Assuming we restrict the keys to be non-nullable sub-types of IComparable<TKey>, where TKey is the key type, we can store the keys in order in any of these data structures. We can then search for a key in the same way as we described for a linked list. However, such a search can be expensive - to search for a key that is larger than any key in the dictionary, we need to examine all of the keys. We say that the performance of this sequential search is in $ O(n) $, where $ n $ is the number of keys in the dictionary. This means that as $ n $ grows, the time required for the search is at worst proportional to $ n $.

We can improve this performance dramatically for an array or array-like structure such as an ArrayList or a List<T> using a technique called binary search (there isn’t much we can do to improve the performance of searching a linked list, as its structure restricts us to traversing it sequentially). The idea is similar to what humans do when looking for something in an ordered list such as a dictionary or an index of a book. Rather than looking sequentially through the sequence, we first look in the middle and narrow our search space depending on how what we are looking for compares with what we are looking at. For example, if we are looking for “Les Miserables”, we first look in the middle of the sequence, where we might see “Othello”. Because “Les Miserables” is alphabetically less than “Othello”, we can narrow the search space to those titles less than “Othello”. In the middle of this search space, we might find the title, “Great Expectations”. Because “Les Miserables” is alphabetically greater than “Great Expectations”, we narrow the search space to those titles greater than “Great Expectations” and less than “Othello”. We continue narrowing in this way until either we find “Les Miserables” or the search space becomes empty, implying that the data set does not contain this title.

In a binary search, each lookup is as nearly as possible in the center of the search space. This means that each time we look at an entry, we either find what we are looking for, or we decrease the size of the search space to at most half its previous size. For large data sets the search space therefore shrinks rapidly. For example, if we start with 1,000,000 elements and repeatedly reduce the search space to at most half its previous size, after 20 such reductions, we are left with nothing. Likewise, if we start with 1,000,000,000 elements, 30 such reductions in size lead to an empty search space.

To implement this algorithm, we need to keep track of the search space.

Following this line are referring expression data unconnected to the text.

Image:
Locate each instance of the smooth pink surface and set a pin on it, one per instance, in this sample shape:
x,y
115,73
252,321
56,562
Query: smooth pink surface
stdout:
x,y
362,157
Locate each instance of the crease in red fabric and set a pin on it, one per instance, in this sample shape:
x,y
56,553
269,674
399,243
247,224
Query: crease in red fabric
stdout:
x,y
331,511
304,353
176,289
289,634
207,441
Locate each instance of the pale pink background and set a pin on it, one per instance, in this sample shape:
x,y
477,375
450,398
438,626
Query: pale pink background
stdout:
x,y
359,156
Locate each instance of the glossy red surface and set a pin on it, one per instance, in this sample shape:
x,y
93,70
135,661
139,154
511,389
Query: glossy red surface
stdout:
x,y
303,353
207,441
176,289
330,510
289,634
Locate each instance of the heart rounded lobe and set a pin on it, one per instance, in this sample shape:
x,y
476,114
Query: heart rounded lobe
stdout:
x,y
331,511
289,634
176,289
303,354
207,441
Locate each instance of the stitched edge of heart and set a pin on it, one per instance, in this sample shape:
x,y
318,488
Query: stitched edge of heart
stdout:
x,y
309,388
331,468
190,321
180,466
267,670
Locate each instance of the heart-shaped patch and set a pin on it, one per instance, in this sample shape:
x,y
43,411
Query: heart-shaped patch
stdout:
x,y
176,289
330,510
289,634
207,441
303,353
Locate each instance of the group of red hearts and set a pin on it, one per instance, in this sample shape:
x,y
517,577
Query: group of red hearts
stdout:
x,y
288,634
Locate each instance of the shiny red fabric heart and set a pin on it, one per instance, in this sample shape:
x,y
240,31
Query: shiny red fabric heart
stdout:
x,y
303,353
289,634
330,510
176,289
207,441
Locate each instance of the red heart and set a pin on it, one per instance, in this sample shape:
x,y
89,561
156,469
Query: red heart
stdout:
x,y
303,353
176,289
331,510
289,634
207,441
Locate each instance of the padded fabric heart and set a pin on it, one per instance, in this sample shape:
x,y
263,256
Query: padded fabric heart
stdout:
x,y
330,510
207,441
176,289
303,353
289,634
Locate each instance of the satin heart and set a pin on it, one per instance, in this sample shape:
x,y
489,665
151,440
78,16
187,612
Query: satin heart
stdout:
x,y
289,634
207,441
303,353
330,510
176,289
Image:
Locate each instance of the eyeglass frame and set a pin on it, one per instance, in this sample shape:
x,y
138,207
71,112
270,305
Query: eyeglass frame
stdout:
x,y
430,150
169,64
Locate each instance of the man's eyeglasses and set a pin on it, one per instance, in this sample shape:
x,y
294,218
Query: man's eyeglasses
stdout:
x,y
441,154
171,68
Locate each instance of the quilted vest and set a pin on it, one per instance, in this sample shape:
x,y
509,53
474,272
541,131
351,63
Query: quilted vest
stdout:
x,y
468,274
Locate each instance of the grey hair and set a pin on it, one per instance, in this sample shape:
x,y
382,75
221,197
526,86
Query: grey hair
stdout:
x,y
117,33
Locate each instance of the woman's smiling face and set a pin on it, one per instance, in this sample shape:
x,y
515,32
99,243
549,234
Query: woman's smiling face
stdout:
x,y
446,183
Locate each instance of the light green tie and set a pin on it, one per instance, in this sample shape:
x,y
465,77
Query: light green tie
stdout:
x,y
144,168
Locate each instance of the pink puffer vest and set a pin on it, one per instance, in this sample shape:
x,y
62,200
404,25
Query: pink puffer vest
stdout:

We will use two int variables, start and end. start will keep track of the first index in the search space, while end will keep track of the first index past the search space, as follows:

The search space for binary search The search space for binary search

The way we have defined end may seem unnatural at first, but because it simplifies various calculations, it is a common way of describing a search space. For example, the number of elements in such a search space is simply the difference between end and start, and to describe an entire array, we can initialize start to 0 and end to the array’s length.

We then need a loop to iterate as long as this search space is nonempty (we can return from inside this loop if we find what we are looking for). On each iteration, we need to find the midpoint of the search space. This midpoint is simply the average of start and end - i.e., their sum divided by 2. We need to be a bit careful here because we are doing integer division, which may involve truncation. As a result, we may not get exactly the average. In any case, we need to ensure that the index we compute is within the search space - otherwise, we may not reduce the search space, and an infinite loop will result. Because the search space is nonempty, start < end; hence, the true average is strictly between start and end. If this average is not an integer, the result will be rounded down to the next smaller integer. Because start is an integer, this result will be no less than start, but less than end; hence it will be in the search space.

Once we have computed this midpoint, we need to compare the key of the element at that location with the key we are looking for. Recall that we use the CompareTo method to do this comparison. Note that for large key types, the CompareTo method can be expensive. For this reason, it is best to call the CompareTo method only once for a given pair of keys, and if necessary, save the result it returns in order to make more than one comparison between this result and 0.

Thus, once we have obtained the result of the CompareTo method, we need to determine which of the three cases we have. If the keys are equal, we should be able to return. If the key we are looking for is less than the key at the midpoint, we need to adjust end. Otherwise, we need to adjust start. We are then ready for the next iteration of the loop.

If the loop finishes without returning, then the search space is empty; hence, the key we are looking for is not in the data set. However, start will end up at the point at which this key could be inserted; hence, the binary search can be used for both lookups and insertions.

Binary search is a very efficient way to search an ordered array-like structure. In particular, it always makes no more than $ O(\log n) $ comparisons, where $ n $ is the number of elements in the data set. The $ \log $ function grows very slowly - much more slowly than $ n $.